Peninsula Tiger Snake
Native to Australia
SC LD50 rating 0.131mg / kg
The tiger snake is a very active dangerous snake which can reach up to 2.1metres long. There are many different morphs of this snake which are all look different, and act different but all share the same type of venom. A tiger snake can be easily identifiable by its skin patterning. There are usually coloured bands of dark colours followed by contrasting light colours. They have venom which is very toxic to Humans. The Peninsula Tiger snake averages only 1.1metres in length and has white markings around the chin and lips.
Native to Asia: Indian Subcontinent
SC LD50 rating 0.151mg / kg
The Saw Scaled Viper, also known as the little Indian Viper or the Echis Carinatus is responsible for causing the most snakebite deaths due to the frequency of attacks. These snakes are usually only around 60cm in length, and they have a very distinct head and neck. The colour pattern consists of grey, blue, red, olive or brown coloured skin, overlaid with lighter blotches. The white botches appear to run at angles down the body creating triangles. These snakes are mainly nocturnal although during the day they can still be very active and attack.
Native to Sub Saharan Africa
SC LD50 rating 0.185mg / kg
the Black Mamba is one of the most deadly snakes in the world. It is actually the longest venomous snake in Africa and can reach up to 4.5metres in length. It is the fastest snake in the world, and notoriously the most aggressive, and the most deadly. This snake when cornered does not flee, it attacks. It is called the Black Mamba because the area around the mouth is distinctly black; not the whole body. A bite from this snake will inject 10times the venon needed to kill a human. A bite from a Black Mamba has killed notoriously a large 7,500 pound elephant is a national reserve in Kenya.
Western Tiger Snake
Native to Australia
SC LD50 rating 0.194mg / kg
The tiger snake is a very active dangerous snake which can reach up to 2.1metres long. There are many different morphs of this snake which are all look different, and act different but all share the same type of venom. A tiger snake can be easily identifiable by its skin patterning. There are usually coloured bands of dark colours followed by contrasting light colours. They have venom which is very toxic to Humans. The Western Tiger snake average at 2 metres in length and has a very distinct long neck. The skin is yellowy nearer the head, and darker near the tail.
Native to Philippines
SC LD50 rating 0.02mg / kg
The Philippine Cobra is a highly venomous spitting cobra that averages around 1.6metres in length. It is a fairy stocky snake and adults are usually a uniformed light to medium brown. This snake is not likely to kill you, but the venom can make you have a bad headache, nausea, vomiting, abdominal pain, dizziness, diarrhea and difficulty breathing.

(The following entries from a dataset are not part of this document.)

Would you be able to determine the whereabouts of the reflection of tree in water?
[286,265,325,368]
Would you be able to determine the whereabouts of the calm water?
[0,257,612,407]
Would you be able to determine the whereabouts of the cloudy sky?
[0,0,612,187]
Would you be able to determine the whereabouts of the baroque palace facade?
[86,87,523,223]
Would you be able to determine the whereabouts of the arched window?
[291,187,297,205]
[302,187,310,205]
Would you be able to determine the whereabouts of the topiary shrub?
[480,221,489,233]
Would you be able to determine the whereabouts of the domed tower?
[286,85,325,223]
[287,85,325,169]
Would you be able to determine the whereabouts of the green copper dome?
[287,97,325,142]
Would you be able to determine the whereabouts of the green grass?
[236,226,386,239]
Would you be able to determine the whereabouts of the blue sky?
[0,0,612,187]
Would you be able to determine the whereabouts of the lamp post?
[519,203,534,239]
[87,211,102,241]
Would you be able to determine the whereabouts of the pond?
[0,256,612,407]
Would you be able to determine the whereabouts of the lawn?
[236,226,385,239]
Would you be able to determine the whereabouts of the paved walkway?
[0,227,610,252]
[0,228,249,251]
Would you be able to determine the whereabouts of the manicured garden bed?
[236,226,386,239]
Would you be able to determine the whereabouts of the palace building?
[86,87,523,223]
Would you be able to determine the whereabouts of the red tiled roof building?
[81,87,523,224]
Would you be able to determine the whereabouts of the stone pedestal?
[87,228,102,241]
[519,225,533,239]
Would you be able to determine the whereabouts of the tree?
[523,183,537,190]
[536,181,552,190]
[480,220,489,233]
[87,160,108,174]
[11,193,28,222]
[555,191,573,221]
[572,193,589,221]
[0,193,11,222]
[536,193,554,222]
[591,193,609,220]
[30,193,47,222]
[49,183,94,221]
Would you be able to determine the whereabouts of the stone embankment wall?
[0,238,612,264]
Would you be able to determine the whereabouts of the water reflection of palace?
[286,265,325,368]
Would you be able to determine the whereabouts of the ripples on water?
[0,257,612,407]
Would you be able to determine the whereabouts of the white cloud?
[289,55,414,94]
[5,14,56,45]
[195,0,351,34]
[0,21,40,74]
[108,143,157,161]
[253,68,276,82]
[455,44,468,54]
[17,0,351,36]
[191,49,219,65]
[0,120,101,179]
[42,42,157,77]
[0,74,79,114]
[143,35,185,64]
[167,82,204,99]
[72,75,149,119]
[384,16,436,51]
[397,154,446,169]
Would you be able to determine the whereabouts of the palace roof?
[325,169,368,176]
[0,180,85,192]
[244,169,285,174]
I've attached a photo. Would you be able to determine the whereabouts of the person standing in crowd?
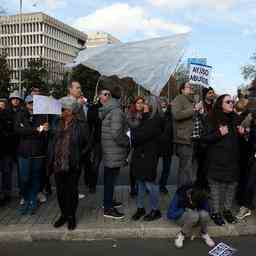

Native to Northwest Mexico and the Southwest U.S.
SC LD50 rating 0.21mg / kg
This snake is fairly short, never longer then a metre, and has a large rattle and small head. The colours are usually patterns of gray, lavender, blue, blue grey and pink. This snake is known for having one of the most aggressive looking faces and it is the most toxic of all rattle snakes. If bitten it should be considered a major life emergency.